A Randomized Controlled Trial of a Web-Based Management Support System for Children With Urinary Incontinence: The eADVICE Trial

J Urol. 2024 Mar;211(3):364-375. doi: 10.1097/JU.0000000000003832. Epub 2023 Dec 27.

Abstract

Purpose: Children referred to specialist outpatient clinics by primary care providers often have long waiting times before being seen. We assessed whether an individualized, web-based, evidence-informed management support for children with urinary incontinence while waiting reduced requests for specialist appointments.

Materials and methods: A multicenter, waitlisted randomized controlled trial was conducted for children (5-18 years) with urinary incontinence referred to tertiary pediatric continence clinics. Participants were randomized to the web-based eHealth program electronic Advice and Diagnosis Via the Internet following Computerized Evaluation (eADVICE), which used an embodied conversational agent to engage with the child at the time of referral (intervention) or 6 months later (control). The primary outcome was the proportion of participants requesting a clinic appointment at 6 months. Secondary outcomes included persistent incontinence, and the Paediatric incontinence Questionnaire (PinQ) score.
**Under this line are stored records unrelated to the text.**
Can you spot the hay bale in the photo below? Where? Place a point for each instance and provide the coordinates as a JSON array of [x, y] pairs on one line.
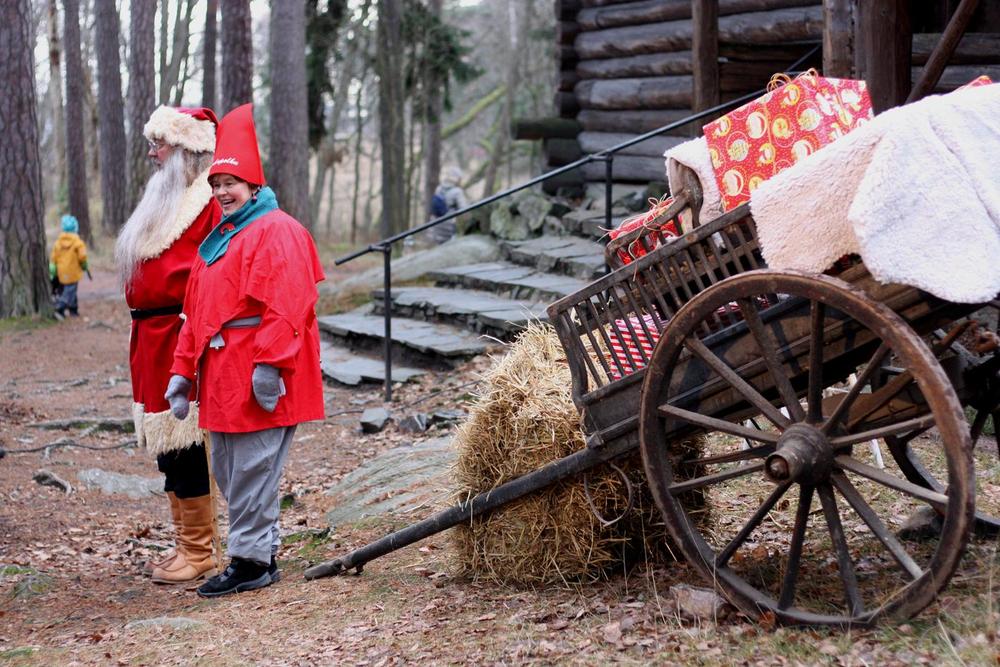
[[522, 419]]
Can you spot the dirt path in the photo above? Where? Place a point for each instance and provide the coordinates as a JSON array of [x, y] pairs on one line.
[[70, 584]]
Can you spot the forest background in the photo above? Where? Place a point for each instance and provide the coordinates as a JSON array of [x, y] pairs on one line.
[[359, 105]]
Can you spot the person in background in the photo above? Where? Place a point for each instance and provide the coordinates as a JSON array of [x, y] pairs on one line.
[[448, 197], [251, 342], [67, 262], [154, 253]]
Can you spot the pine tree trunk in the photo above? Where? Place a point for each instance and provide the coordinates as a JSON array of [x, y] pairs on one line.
[[392, 136], [237, 55], [112, 119], [76, 153], [141, 98], [208, 55], [57, 175], [289, 152], [24, 288]]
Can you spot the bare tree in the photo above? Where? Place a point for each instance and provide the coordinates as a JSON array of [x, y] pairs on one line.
[[388, 62], [170, 77], [76, 152], [141, 98], [289, 152], [112, 118], [208, 55], [57, 174], [237, 54], [432, 127], [24, 289]]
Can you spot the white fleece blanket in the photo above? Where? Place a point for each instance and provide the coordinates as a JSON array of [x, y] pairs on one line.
[[915, 192], [694, 155]]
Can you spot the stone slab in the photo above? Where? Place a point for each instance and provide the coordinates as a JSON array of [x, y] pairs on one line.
[[341, 365], [398, 481], [424, 337]]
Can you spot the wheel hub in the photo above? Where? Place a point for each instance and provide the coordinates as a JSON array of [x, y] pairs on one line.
[[803, 455]]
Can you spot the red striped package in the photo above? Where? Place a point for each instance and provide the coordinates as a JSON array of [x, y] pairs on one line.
[[626, 348]]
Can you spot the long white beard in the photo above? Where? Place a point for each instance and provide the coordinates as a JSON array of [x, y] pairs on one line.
[[151, 216]]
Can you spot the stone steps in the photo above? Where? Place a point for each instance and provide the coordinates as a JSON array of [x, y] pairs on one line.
[[509, 279], [482, 312], [566, 255], [344, 367], [427, 344]]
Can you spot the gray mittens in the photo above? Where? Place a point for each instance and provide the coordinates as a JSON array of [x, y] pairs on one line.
[[266, 386], [177, 391]]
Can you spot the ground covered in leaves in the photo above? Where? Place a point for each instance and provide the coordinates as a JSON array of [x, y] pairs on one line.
[[71, 591]]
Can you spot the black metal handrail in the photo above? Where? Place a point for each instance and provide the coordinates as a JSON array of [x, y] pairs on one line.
[[606, 156]]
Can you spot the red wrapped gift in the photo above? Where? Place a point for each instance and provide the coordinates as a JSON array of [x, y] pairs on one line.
[[763, 137], [635, 250], [625, 347], [981, 80]]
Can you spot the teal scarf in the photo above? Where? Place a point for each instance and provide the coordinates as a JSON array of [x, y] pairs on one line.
[[217, 242]]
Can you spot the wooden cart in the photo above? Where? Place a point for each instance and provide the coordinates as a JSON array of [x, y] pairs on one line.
[[792, 374]]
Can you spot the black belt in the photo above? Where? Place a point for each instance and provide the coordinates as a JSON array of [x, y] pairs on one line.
[[145, 314]]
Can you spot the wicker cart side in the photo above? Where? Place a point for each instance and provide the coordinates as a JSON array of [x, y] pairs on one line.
[[636, 302]]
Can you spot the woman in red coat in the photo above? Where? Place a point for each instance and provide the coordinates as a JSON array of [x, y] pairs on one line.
[[251, 341]]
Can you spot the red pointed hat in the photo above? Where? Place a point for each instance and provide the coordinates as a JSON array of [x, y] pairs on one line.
[[236, 151]]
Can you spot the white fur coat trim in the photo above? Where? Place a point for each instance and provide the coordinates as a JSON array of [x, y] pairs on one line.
[[192, 203], [694, 155], [161, 432], [914, 192], [181, 129]]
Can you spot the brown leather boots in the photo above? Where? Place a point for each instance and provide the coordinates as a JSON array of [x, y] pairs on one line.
[[193, 559]]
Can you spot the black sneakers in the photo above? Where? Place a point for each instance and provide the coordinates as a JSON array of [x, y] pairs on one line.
[[273, 571], [240, 576]]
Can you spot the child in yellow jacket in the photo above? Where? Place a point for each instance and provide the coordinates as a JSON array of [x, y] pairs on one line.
[[68, 261]]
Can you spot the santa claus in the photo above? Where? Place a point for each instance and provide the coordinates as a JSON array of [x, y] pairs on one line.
[[154, 253]]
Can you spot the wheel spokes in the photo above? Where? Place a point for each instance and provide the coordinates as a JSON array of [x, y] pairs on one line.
[[814, 396], [938, 501], [868, 515], [717, 424], [916, 423], [795, 548], [736, 382], [715, 478], [844, 564], [723, 557], [841, 410], [770, 354]]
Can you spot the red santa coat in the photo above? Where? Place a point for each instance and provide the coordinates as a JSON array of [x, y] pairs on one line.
[[270, 270], [160, 281]]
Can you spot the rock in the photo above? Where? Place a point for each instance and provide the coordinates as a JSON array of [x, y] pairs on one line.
[[373, 420], [447, 416], [923, 524], [697, 603], [133, 486], [171, 622], [472, 249], [415, 423], [49, 478], [32, 584]]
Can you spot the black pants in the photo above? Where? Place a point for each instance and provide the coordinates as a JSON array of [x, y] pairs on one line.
[[186, 471]]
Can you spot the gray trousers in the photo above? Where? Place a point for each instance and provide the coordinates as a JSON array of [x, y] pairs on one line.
[[247, 468]]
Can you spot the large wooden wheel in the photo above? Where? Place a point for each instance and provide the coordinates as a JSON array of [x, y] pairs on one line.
[[803, 526]]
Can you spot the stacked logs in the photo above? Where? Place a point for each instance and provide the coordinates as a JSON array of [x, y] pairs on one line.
[[625, 69]]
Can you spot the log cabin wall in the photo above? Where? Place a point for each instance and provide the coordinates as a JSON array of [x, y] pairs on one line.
[[626, 68]]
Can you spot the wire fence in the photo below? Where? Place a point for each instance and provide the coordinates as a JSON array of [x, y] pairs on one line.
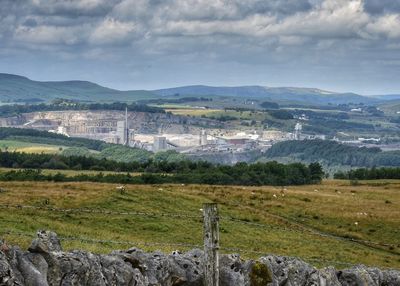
[[295, 227]]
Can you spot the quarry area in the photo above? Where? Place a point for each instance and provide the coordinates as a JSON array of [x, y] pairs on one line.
[[155, 131], [46, 264]]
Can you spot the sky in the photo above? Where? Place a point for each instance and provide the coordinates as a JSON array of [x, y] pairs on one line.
[[338, 45]]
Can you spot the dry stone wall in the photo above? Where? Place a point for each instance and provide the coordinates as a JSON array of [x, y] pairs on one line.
[[46, 264]]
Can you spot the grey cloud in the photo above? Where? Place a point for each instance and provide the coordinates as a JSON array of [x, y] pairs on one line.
[[30, 22], [183, 34], [382, 6], [73, 8]]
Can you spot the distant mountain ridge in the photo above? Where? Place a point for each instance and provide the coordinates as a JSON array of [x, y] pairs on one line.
[[15, 88], [279, 94]]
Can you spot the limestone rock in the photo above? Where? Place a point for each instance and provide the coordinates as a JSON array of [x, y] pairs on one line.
[[46, 264]]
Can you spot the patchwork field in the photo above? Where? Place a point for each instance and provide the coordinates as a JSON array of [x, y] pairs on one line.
[[27, 147], [329, 224]]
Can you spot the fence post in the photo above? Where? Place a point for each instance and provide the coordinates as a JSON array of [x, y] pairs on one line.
[[211, 245]]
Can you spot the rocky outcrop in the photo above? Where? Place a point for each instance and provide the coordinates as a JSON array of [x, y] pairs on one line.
[[46, 264]]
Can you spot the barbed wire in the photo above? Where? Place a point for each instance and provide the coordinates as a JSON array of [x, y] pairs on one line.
[[105, 241], [186, 245], [265, 253], [100, 211], [302, 228], [305, 229]]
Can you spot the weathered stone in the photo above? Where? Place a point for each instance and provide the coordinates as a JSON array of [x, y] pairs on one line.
[[45, 264]]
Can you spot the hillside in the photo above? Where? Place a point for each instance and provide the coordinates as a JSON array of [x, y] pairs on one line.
[[279, 94], [14, 88]]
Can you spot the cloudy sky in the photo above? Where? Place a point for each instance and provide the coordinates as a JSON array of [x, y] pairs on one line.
[[340, 45]]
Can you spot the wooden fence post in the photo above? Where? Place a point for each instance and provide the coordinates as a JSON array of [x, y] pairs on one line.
[[211, 245]]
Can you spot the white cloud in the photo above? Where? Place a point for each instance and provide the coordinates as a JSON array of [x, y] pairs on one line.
[[386, 25], [112, 31], [50, 35]]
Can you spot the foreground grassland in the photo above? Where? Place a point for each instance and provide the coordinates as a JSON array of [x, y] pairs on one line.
[[369, 212]]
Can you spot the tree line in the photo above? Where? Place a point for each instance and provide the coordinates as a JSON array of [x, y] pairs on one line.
[[334, 153], [154, 172], [369, 174]]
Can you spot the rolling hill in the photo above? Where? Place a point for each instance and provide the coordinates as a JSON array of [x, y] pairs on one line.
[[277, 94], [14, 88]]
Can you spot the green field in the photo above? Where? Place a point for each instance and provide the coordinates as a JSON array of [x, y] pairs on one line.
[[27, 147], [315, 222]]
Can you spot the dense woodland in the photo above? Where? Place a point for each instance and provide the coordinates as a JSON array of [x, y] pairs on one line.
[[334, 153], [369, 174], [271, 173]]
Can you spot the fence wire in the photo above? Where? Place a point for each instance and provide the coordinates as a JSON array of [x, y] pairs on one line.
[[100, 211], [302, 229], [308, 229], [166, 244], [105, 241]]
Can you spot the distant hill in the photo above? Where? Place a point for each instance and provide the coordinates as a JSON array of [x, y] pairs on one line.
[[14, 88], [277, 94]]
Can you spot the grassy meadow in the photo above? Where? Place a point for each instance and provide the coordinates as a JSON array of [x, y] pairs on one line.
[[27, 147], [283, 221]]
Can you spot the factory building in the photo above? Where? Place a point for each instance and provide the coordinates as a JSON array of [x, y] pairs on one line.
[[160, 143]]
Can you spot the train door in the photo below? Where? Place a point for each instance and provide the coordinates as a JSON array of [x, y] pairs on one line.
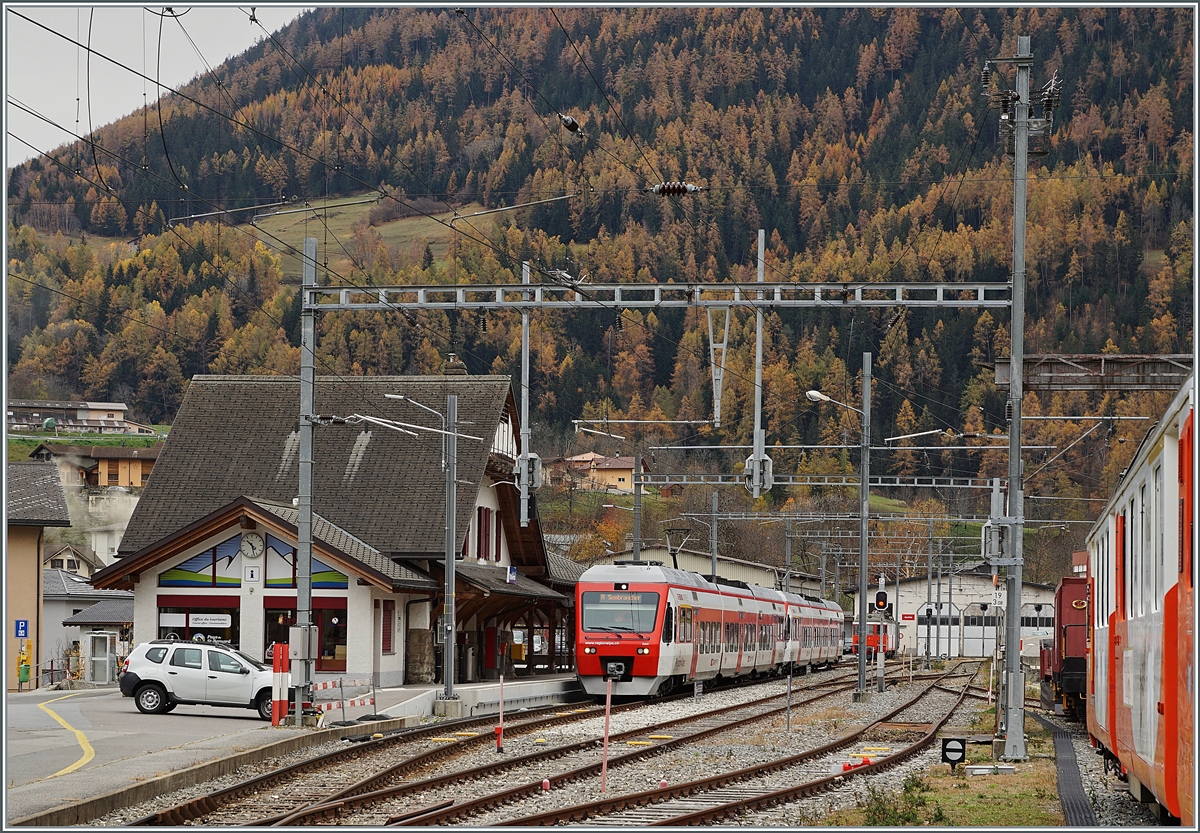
[[1185, 690]]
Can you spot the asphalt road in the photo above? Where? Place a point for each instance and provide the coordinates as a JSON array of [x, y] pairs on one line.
[[72, 745]]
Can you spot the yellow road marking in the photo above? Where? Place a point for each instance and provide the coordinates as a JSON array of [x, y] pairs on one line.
[[88, 751]]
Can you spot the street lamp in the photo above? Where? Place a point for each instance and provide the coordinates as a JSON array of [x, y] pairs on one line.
[[861, 694], [450, 466]]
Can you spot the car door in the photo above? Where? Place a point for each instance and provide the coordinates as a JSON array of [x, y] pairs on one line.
[[229, 679], [186, 673]]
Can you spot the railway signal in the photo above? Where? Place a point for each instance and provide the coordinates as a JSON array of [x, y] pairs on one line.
[[954, 750]]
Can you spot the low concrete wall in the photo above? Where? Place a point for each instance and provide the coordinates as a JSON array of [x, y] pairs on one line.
[[87, 810]]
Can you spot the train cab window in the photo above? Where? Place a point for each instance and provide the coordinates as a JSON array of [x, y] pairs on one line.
[[616, 611]]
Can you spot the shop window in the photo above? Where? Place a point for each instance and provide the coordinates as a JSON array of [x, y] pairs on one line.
[[389, 624], [202, 624], [277, 629], [331, 631]]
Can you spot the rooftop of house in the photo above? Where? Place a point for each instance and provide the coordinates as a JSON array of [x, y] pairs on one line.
[[35, 496], [239, 436]]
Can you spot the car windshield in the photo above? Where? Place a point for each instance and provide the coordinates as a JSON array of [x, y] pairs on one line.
[[616, 611], [251, 660]]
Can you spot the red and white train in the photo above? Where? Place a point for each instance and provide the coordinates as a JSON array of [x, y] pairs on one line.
[[1141, 664], [655, 628]]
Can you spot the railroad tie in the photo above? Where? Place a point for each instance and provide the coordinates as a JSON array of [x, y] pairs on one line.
[[1077, 809]]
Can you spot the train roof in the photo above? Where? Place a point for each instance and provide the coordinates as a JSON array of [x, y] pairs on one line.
[[654, 571], [1170, 420]]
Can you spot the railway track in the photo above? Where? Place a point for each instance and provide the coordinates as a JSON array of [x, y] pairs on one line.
[[281, 791], [891, 739], [306, 790]]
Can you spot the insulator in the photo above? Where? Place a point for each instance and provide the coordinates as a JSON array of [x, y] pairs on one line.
[[673, 189]]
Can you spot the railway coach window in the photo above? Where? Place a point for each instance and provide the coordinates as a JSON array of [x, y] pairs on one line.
[[616, 611]]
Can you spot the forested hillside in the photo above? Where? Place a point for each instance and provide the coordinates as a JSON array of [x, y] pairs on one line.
[[859, 139]]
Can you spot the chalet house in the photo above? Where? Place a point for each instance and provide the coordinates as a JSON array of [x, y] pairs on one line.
[[72, 417], [34, 501], [100, 466], [210, 550], [612, 474], [81, 561], [72, 610]]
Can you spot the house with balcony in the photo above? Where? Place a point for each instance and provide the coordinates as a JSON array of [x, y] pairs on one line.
[[72, 417], [34, 501], [211, 550]]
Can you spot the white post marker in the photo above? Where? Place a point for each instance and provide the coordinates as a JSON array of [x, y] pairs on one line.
[[499, 730], [604, 760], [789, 699]]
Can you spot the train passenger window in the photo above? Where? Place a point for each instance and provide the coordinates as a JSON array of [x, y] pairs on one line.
[[1159, 532], [1145, 555]]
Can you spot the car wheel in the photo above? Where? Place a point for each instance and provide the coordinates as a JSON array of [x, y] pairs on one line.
[[151, 700], [265, 706]]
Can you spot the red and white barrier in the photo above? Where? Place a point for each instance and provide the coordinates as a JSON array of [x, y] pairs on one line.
[[330, 705], [329, 684], [279, 684]]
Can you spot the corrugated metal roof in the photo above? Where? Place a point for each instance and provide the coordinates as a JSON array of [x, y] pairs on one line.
[[109, 611]]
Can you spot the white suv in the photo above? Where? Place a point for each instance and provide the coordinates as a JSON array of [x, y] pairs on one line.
[[162, 673]]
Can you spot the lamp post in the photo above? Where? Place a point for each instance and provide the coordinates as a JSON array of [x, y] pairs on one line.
[[861, 694], [450, 466]]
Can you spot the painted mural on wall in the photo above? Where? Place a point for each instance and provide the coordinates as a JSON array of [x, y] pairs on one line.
[[216, 567], [220, 565], [281, 568]]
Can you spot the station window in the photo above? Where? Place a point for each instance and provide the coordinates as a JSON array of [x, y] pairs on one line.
[[331, 631]]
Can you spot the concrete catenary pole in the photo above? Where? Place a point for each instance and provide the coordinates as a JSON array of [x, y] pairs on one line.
[[304, 502], [1014, 723], [864, 499]]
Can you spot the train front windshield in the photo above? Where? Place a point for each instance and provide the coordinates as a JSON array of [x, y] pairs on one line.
[[619, 611]]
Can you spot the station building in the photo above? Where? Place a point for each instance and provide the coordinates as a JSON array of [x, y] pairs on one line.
[[961, 613], [210, 550]]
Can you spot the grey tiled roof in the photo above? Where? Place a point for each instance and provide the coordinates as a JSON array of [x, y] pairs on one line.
[[64, 583], [109, 611], [493, 579], [343, 541], [34, 495], [239, 435], [563, 570]]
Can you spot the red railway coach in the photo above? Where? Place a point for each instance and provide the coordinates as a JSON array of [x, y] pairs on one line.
[[653, 629], [1141, 664], [1065, 655], [879, 634]]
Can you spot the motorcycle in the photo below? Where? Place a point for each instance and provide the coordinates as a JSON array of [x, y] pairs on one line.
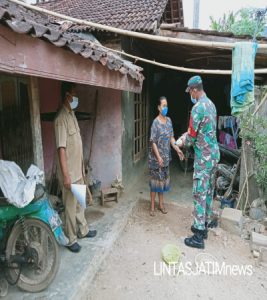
[[29, 237], [227, 173], [227, 176]]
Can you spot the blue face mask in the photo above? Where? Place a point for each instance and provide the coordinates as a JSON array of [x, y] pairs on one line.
[[193, 100], [74, 103], [164, 111]]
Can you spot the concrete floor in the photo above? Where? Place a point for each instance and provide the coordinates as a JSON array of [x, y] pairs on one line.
[[78, 270]]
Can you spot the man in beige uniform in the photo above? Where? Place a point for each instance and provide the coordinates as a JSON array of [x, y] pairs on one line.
[[70, 166]]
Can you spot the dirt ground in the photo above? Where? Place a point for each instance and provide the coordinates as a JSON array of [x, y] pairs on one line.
[[134, 268]]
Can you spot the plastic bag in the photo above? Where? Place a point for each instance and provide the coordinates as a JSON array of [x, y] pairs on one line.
[[18, 189]]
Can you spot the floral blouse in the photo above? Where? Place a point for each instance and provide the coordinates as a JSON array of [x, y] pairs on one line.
[[161, 135]]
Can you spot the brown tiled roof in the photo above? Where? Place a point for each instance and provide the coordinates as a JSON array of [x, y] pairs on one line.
[[25, 21], [135, 15]]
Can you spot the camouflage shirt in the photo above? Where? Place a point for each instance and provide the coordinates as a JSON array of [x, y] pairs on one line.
[[202, 135]]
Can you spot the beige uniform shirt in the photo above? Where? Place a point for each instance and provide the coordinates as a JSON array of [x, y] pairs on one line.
[[67, 133]]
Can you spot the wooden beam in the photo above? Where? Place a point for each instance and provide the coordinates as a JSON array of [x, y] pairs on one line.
[[36, 123]]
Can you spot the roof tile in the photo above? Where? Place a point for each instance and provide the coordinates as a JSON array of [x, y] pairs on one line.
[[22, 20], [124, 14]]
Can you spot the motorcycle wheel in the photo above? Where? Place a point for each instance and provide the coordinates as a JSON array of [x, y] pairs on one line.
[[43, 255]]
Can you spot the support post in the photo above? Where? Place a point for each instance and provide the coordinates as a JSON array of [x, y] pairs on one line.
[[36, 123]]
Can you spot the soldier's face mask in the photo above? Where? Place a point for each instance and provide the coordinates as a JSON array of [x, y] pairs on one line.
[[193, 100], [74, 103]]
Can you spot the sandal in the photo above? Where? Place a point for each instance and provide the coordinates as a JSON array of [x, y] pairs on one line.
[[152, 213], [163, 210]]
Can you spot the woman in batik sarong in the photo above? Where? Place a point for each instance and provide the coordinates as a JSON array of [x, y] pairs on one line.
[[161, 140]]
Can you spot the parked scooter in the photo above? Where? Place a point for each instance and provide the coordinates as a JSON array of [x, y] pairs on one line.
[[29, 255], [227, 176]]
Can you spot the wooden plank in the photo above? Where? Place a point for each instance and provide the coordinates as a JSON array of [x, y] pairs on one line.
[[36, 123]]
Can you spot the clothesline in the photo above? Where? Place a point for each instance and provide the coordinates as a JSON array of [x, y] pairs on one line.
[[149, 37]]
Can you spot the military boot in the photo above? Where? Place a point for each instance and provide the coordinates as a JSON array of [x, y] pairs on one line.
[[205, 231], [195, 241]]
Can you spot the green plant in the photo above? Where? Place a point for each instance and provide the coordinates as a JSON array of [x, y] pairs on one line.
[[243, 22], [254, 133]]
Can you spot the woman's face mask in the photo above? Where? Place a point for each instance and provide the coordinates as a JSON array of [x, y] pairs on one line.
[[164, 111], [74, 103]]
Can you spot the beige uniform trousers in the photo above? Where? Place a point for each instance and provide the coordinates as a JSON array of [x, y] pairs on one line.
[[75, 222]]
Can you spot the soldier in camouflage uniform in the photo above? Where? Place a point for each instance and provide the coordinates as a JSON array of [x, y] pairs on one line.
[[201, 135]]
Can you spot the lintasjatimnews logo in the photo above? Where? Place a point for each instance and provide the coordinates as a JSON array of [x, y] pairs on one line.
[[204, 264]]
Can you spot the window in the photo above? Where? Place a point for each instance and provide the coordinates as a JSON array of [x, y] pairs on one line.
[[15, 124], [140, 126]]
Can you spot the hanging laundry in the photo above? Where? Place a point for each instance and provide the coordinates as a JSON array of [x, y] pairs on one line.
[[242, 89]]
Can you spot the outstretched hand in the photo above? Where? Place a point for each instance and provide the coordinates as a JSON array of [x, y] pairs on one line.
[[180, 153]]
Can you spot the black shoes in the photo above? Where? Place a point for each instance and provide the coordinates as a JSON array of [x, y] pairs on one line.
[[205, 231], [90, 234], [196, 241], [74, 248]]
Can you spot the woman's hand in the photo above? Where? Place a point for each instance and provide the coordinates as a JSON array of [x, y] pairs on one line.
[[160, 161], [180, 153]]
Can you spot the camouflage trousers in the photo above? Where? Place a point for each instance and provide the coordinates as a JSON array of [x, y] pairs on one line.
[[203, 191]]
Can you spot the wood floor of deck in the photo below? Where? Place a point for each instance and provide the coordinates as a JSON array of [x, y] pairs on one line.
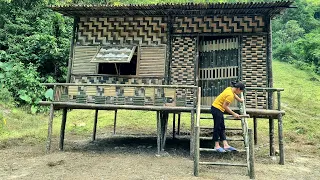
[[253, 112]]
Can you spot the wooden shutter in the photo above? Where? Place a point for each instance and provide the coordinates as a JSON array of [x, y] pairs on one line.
[[82, 57], [152, 61]]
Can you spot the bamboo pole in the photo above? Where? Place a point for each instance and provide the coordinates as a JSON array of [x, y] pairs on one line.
[[164, 129], [197, 134], [63, 127], [158, 132], [115, 121], [174, 126], [255, 130], [251, 155], [281, 148], [71, 54], [48, 147], [179, 119], [95, 125], [271, 136]]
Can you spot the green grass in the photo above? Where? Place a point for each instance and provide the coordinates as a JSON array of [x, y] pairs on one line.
[[300, 100]]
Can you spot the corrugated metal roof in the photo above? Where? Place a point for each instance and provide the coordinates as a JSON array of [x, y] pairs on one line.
[[114, 54], [265, 8]]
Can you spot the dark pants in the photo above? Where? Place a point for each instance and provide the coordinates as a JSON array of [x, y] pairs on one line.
[[219, 127]]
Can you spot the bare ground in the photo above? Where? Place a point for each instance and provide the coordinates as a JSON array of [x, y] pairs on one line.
[[119, 157]]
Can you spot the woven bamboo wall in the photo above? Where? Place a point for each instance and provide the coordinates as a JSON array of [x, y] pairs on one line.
[[182, 64], [254, 65], [122, 30], [219, 24]]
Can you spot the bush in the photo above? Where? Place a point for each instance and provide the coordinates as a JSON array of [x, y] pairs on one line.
[[22, 82]]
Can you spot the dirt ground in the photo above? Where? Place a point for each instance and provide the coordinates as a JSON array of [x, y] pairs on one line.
[[123, 157]]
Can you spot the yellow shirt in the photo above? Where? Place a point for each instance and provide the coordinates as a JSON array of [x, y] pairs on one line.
[[226, 95]]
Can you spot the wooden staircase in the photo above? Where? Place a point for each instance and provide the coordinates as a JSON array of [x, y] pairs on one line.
[[247, 138]]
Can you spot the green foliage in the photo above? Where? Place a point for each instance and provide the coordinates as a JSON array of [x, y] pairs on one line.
[[296, 36], [22, 81]]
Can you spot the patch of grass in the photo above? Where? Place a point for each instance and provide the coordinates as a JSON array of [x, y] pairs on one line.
[[300, 100]]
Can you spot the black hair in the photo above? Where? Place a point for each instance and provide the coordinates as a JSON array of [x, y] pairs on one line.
[[239, 85]]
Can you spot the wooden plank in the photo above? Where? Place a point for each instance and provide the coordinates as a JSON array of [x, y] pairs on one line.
[[48, 146], [222, 164]]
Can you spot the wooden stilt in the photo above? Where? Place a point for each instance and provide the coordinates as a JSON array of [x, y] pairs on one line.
[[63, 127], [174, 126], [196, 153], [281, 148], [165, 118], [50, 128], [95, 125], [192, 133], [158, 132], [255, 130], [179, 117], [251, 155], [115, 121], [271, 136]]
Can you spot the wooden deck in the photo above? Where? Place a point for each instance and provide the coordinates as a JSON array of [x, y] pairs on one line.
[[162, 120]]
Results: From 2018 to 2020, 239 children enrolled, with 120 randomized to eADVICE and 119 to the control arm. At baseline, participants' mean age was 8.8 years (SD 2.2), 62% were males, mean PinQ score was 5.3 (SD 2.2), 36% had daytime incontinence, and 97% had nocturnal enuresis. At 6 months, 78% of eADVICE participants vs 84% of controls requested a clinic visit (relative risk 0.92, 95% CI 0.79, 1.06, P = .3), and 23% eADVICE participants vs 10% controls were completely dry (relative risk 2.23, 95% CI 1.10, 4.50, P = .03). The adjusted mean PinQ score was 3.5 for eADVICE and 3.9 for controls (MD -0.37, 95% CI -0.71, -0.03, P = .03).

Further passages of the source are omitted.